I
was also surprised to learn that, even 35 years since his retirement, RGD’s 325
Test wickets have been surpassed by only three England players: Botham, Broad
and Anderson. That’s quite an achievement for a man with very dodgy knees in an
era of a gruelling county schedule and limited Tests.
I
don’t really remember him as a giant of the Seventies and Eighties. His career
tally 899 first-class victims sounds mighty impressive in the current world of
central contracts but back then that was par for the course. Fellow quickie Snow
took 1,174, Ken Higgs 1,536 and John Lever an astonishing 1,722. Yet when he
was fit he was rarely out of the England attack.
After
surgery on both knees in 1975, he wasn’t particularly prolific for Warwickshire
but he courageously bowled himself back into the national limelight, along with
a promising all-rounder called Ian Botham, at a time when several top stars
defected to World Series Cricket. Speaking of Botham, Bob Willis is also strongly
associated with the ’81 Ashes triumph but by then he was no longer certain of
his place, even in a struggling team.
Graeme
Dilley, Chris Old, Mike Hendrick were competing with Willis for three specialist
pace slots and, with England 1-0 down after the opening Tests, missing the
previous county fixture through illness put his selection in jeopardy. At 32, with
his crude, lengthy run-up, described at the time as resembling a goose
gathering speed to take off, he wasn’t a favourite of mine but credit where
credit’s due. At Headingley, a wicketless first innings was followed by one of
the most unlikely but destructive spell of fast bowling ever produced by an
Englishman.

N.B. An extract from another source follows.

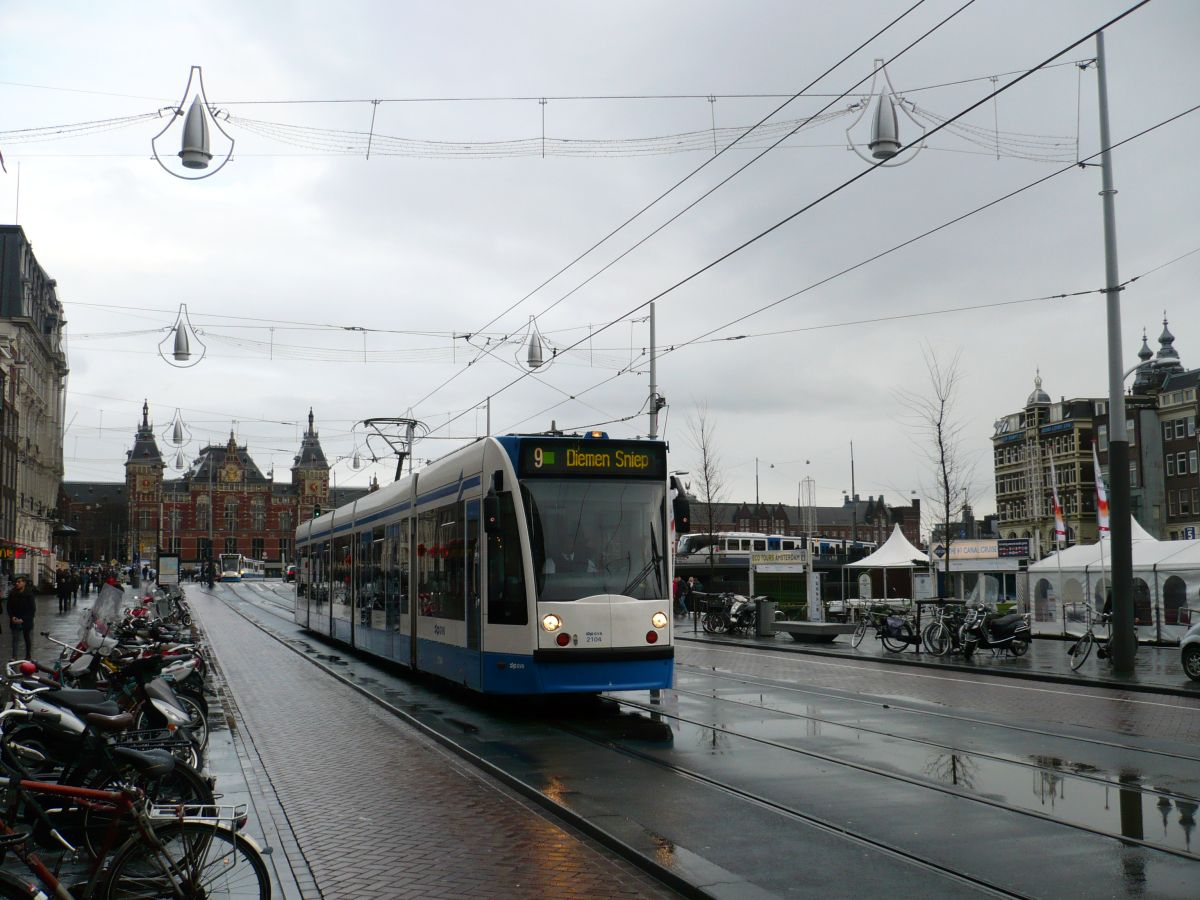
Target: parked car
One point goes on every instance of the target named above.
(1189, 649)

Botham may have given his side hope after his hit-and-hope slog the
previous afternoon but it was the Willis 8-43 which won that match, providing
the foundation for the memorable series success which bears Botham’s name.
I’d
also forgotten that Willis skippered England in 18 Tests and 29 ODIs in the
wake of Brearley’s temporary stint and Botham’s failure to lead but he finally
called it a day in ’84 just before the West Indies whitewashed us 5-0. As well
as his formidable tally of wickets he achieved them at fewer than three runs per
over and a Test average of barely 25, superior to any of our top seamers then
or any time since, including Botham, Broad and Anderson. His bouncers, too, were just
as lethal as anything sent down by Lillee or Roberts. True his batting was
rubbish and he may not have succeeded in today’s T20 tournaments, but in retrospect
the obituaries are spot-on; he was a cricketing legend.
I
didn’t hear him very often as a commentator but had a sneaking regard for his
acerbic comments in the Sky studio. He played the role as cricket’s grumpy equivalent
of Craig Revel Horwood to perfection, the pantomime villain who tells it as it
is. He was there doing his miserable monotone thing during the summer which is
why as an ignorant viewer I was taken aback by news of his demise. His mass of
curls may have been tamed decades ago but I will always remember him 38 years
ago ripping out Ray Bright’s stump, then with both arms raised continuing his
rip-snorting all the way to the Leeds pavilion. RIP Goose.